First, the good news: Yesterday, a congressional conference committee passed legislation that would cut subsidies to lenders participating in federal student loan programs. Terrific! Lenders – especially Sallie Mae, the federally spawned queen of student loans – deserve no taxpayer-furnished profit, and this bill would get us a little closer to that ideal.
Unfortunately, the good news ends there. Only a measly $750 million out of about $22 billion in subsidy cuts would go to the taxpayers who have been forced to enrich lenders for decades – and that will be in the always-questionable from of “deficit reduction” – and the rest will be transferred to the other group on whom taxpayers have long been forced to lavish money through federal aid: students. The bill would cut interest rates on subsidized federal loans, for instance, from 6.8 percent to a minute 3.4 percent over four years; boost Pell Grants from the current maximum of $4,310 to at least $5,400 by 2012; and forgive loans after ten years of making payments for people in “public service” jobs ranging from firemen to prosecutors. And, in the end, the big lenders like Sallie Mae will probably be just fine, because the bill would institute an auction system in which lenders would bid for control over federal loans, giving the big guys huge advantages over little banks and lenders.
Student advocates are, of course, pleased as punch with all this, especially over at the New America Foundation, where for months they’ve been leading the charge against private lenders and for this auction scheme. Ironically, they partly hailed the compromise on the grounds that the auction would use “market forces to set student loan subsidy rates.” This, of course, begs the question: How can you love an auction because it supposedly uses market forces, while simultaneously supporting the gargantuan market distortion that is the overall federal student aid system?

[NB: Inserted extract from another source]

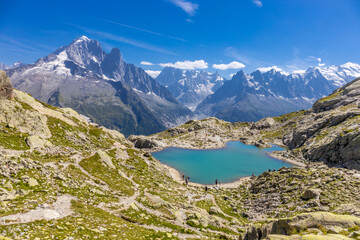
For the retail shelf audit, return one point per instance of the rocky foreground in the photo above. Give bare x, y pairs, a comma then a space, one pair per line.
64, 178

Unfortunately, the only possible answers seem to be that (a) you are a politician intent on bribing the college-going population and their parents to vote for you, (b) you are confused about how a real market works, (c) you work in academia and know that the more the government shells out, the better your life will be, or (d) all of the above.
Unfortunately, this legislation seems likely to be signed by president, and if it is, you can ultimately chalk it up to (d) being the answer in Washington.